Mum’s Sunday lunch was ritualistic as far as my brother was concerned. Since Lauren had given birth to their second child two months ago, Guy had tried to blag Mum to lay on a regular midweek curry night, too. He’d complained that mealtimes with a mischievous four-year-old had been chaotic enough; add a newborn to the mix and Lauren was beginning to lean towards quicker, easier, less-washing-up meals. Mum hadn’t gone for it. She’d told him to be grateful Lauren was still cooking for him at all after delivering two nine-pounders, epidural-free.

‘Coming,’ I called, stepping out onto the landing. The morning had been fairly sedate, with Mum busying herself with her latest crusade on behalf of the WI and greater good. She’d taken my reluctance to talk about James and my crumbling adoption hopes as her cue to lead the conversation. Earleswicke community centre was soon to be levelled because the parish council shrewdly thought it made more sense to sell the place on than stump up the cash for an upgrade. I was with them on that. The community centre had smelled of damp and lost property when Mum used to drag me off to Brownies there. I was eight at the time and to my knowledge, it hadn’t seen a lick of paint since. No doubt I’d hear the whole sorry tale again once Guy and Lauren arrived. I’d use the opportunity to huddle up with Samuel and catch up on all things creepy-crawly and dinosaur. Mum had put them off coming last weekend. A few concerned words from a well-meaning cabbie and Viv had gone on lockdown, prescribing a week of peace so I could lick my wounds. That and endless home-cooking.

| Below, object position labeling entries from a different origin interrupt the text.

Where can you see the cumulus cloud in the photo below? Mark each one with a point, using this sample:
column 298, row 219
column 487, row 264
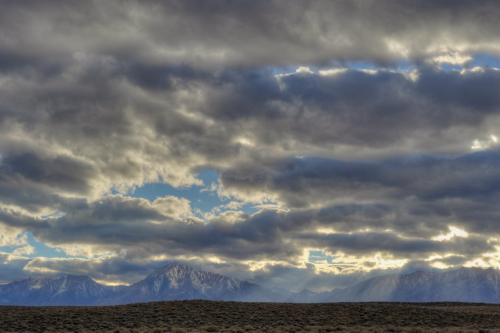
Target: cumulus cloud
column 370, row 164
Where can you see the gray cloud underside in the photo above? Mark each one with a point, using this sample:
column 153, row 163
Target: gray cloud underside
column 65, row 137
column 218, row 33
column 108, row 96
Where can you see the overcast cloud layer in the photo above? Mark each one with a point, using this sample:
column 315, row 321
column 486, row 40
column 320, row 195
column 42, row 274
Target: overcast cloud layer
column 365, row 133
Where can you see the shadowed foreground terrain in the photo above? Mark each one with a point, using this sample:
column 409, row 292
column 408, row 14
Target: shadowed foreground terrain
column 235, row 317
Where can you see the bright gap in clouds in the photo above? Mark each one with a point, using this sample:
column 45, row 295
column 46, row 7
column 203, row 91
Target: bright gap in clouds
column 203, row 198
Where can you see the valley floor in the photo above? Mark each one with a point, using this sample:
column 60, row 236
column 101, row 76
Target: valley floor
column 234, row 317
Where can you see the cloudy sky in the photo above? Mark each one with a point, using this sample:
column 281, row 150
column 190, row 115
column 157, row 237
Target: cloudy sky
column 290, row 143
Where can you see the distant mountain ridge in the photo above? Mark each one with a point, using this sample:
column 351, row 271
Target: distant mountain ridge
column 463, row 285
column 179, row 282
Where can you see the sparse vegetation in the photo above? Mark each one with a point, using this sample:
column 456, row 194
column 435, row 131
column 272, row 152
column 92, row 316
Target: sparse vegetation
column 233, row 317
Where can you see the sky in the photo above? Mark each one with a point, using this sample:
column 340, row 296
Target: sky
column 296, row 144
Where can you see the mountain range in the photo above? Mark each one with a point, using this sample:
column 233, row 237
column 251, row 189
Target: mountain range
column 178, row 282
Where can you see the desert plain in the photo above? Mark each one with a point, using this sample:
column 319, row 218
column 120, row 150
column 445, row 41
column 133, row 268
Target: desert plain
column 199, row 316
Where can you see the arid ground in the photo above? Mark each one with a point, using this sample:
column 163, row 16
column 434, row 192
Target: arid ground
column 234, row 317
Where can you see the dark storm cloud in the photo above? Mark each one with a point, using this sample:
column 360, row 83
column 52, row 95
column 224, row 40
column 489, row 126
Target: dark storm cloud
column 260, row 33
column 99, row 97
column 473, row 176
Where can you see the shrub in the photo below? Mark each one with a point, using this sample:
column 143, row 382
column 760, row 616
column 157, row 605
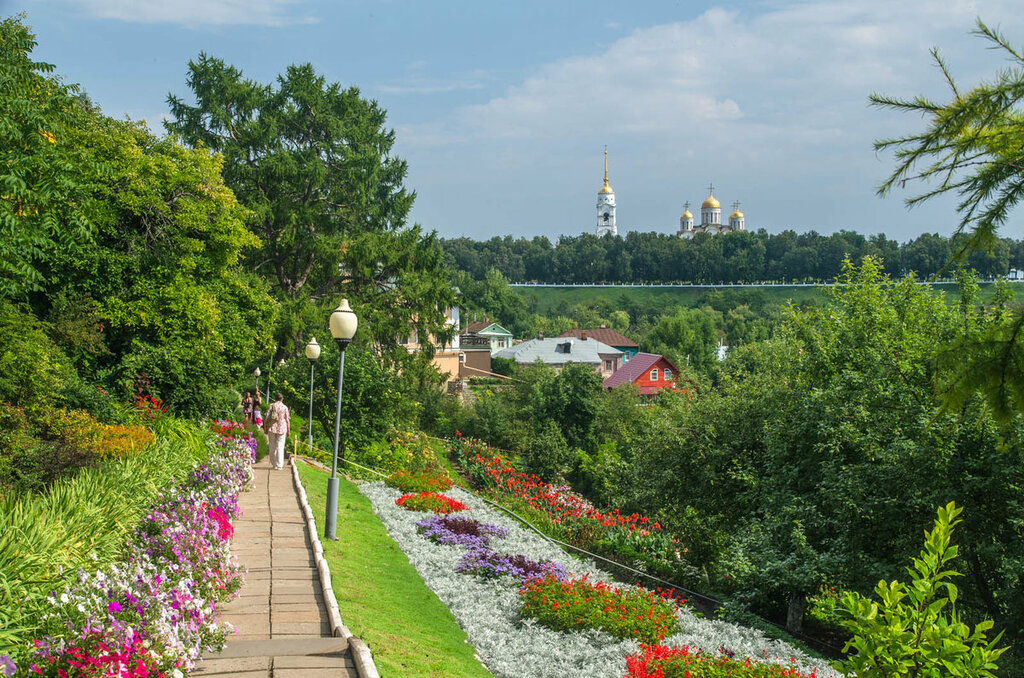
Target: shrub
column 578, row 603
column 685, row 662
column 486, row 563
column 428, row 501
column 915, row 630
column 424, row 481
column 456, row 531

The rich homely wafts of roast beef floated up the stairs to greet me. This was how Mum swung into recovery mode, as if food could fix whatever had been broken. She’d launched herself into maniacal cooking when Dad had first left. All of his favourites, every night for weeks, just in case he walked back in through the door. He never did.

‘Okay, sweetheart?’ She was carrying a tray of tea through to the conservatory as I crossed the kitchen towards her. The conservatory was cooler than the kitchen, the rattan armchair creaking beneath me like a groaning shipwreck as I settled into it. ‘How are you feeling today?’

Outside, the garden had held onto the morning’s frost, as though the lawn had accepted its abandonment by the sun, stoically contenting itself with ice instead. ‘Fine. Thanks. Lunch smells good.’ I smiled.

Mum nodded approvingly as she poured a drop of milk into each of the cups. Her hair would redden in the autumn, but until then it would remain nearly as dark as mine, with only the beginnings of grey featuring just where she would clip her corkscrew curls over one ear. Miraculously, I’d dodged the full severity of Mum’s curly genes, though I realised now how youthful she still looked because of them.

‘A good meal will set you up, sweetheart. Tomorrow isn’t going to be easy, but I think you’re doing the right thing.’

Thoughts of a Monday-morning showdown with Marcy and Dana heading up the office gossips made my stomach lurch. I’d gone over all the reasons for and against going back there, trying to find a way around it, but the fact was if I just walked out now, I couldn’t think how I’d explain my sudden change in circumstances to Anna. Not that job-security alone was going to be enough to dupe her into seeing through our application.